Lasagna Means I Love You by Kate O'Shaughnessy
360 pages
Nan was all the family Mo ever needed. But suddenly she's gone, and Mo finds herself in foster care after her uncle decides she's not worth sticking around for. Nan left her a notebook and advised her to get a hobby, like ferret racing or palm reading. But how could a hobby fix anything in her newly topsy-turvy life? Then Mo finds a handmade cookbook filled with someone else's family recipes. Even though Nan never cooked, Mo can't tear her eyes away. Not so much from the recipes, but the stories attached to them. Though, when she makes herself a pot of soup, it is every bit as comforting as the recipe notes said. Soon Mo finds herself asking everyone she meets for their family recipes. Teaching herself to make them. Collecting the stories behind them. Building a website to share them. And, okay, secretly hoping that a long-lost relative will find her and give her a family recipe all her own. But when everything starts to unravel again, Mo realizes that if she wants a family recipe -- or a real family -- she's going to have to make it up herself.

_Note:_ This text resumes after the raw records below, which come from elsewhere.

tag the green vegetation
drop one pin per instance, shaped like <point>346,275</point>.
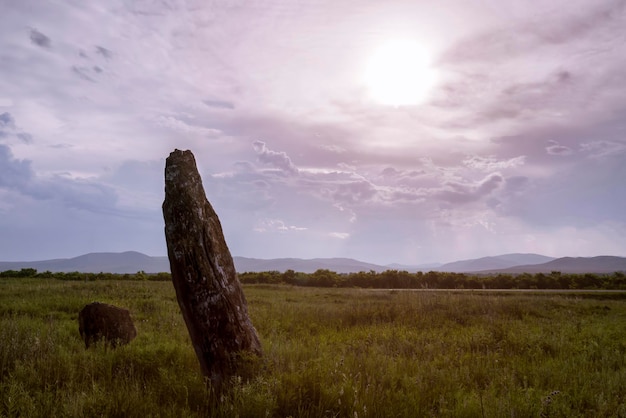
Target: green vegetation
<point>390,279</point>
<point>328,353</point>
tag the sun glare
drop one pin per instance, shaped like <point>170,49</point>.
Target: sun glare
<point>399,73</point>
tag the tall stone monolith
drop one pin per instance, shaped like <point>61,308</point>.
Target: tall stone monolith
<point>207,288</point>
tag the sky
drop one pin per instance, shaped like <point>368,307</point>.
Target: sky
<point>401,131</point>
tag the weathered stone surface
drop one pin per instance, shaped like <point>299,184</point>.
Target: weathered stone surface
<point>100,321</point>
<point>203,273</point>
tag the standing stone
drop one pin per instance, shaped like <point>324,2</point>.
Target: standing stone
<point>100,321</point>
<point>207,288</point>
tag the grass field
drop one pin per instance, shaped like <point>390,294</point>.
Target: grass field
<point>328,353</point>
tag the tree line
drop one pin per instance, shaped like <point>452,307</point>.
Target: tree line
<point>390,279</point>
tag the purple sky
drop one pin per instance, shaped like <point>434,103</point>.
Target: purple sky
<point>518,146</point>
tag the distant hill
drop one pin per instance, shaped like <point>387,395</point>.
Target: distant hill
<point>573,265</point>
<point>492,263</point>
<point>132,262</point>
<point>126,262</point>
<point>339,265</point>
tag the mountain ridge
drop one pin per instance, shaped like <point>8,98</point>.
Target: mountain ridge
<point>514,263</point>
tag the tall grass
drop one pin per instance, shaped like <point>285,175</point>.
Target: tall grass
<point>328,353</point>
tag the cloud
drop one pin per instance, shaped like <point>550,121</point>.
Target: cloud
<point>603,148</point>
<point>491,163</point>
<point>8,128</point>
<point>455,192</point>
<point>220,104</point>
<point>276,159</point>
<point>76,193</point>
<point>40,39</point>
<point>14,174</point>
<point>276,225</point>
<point>557,149</point>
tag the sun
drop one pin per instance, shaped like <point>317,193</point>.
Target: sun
<point>399,73</point>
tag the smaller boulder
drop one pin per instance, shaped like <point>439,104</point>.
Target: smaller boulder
<point>100,321</point>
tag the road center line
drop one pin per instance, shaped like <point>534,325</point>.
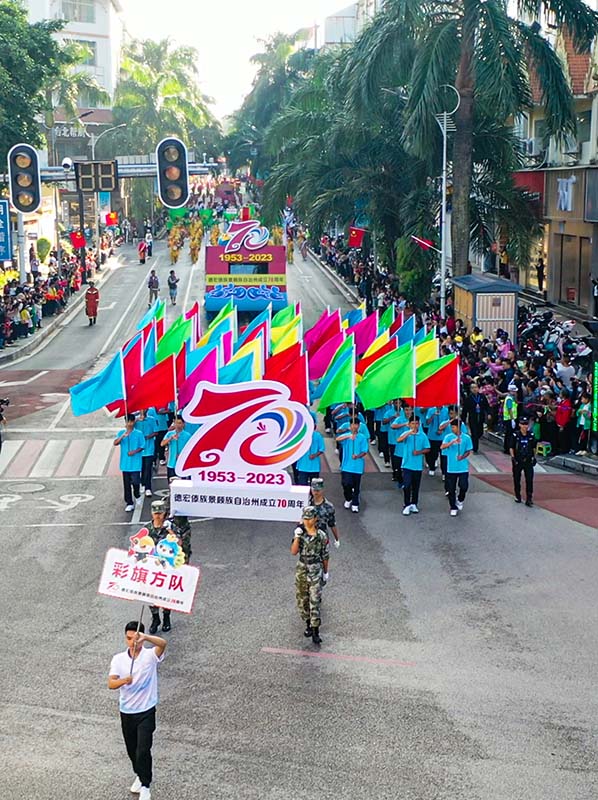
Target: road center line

A Mark Twain Nominee for grades 4-6. This was a sad book with a very happy ending. Sad because a young girl who has lived with her Grandma since her mother passed away, is now an orphan and no one wants her, even the Foster family that says they will adopt her. But in the end she finds a family and also finds out that she doesn't need someone else to make her feel special. She learns a new hobby and makes new friends along the way.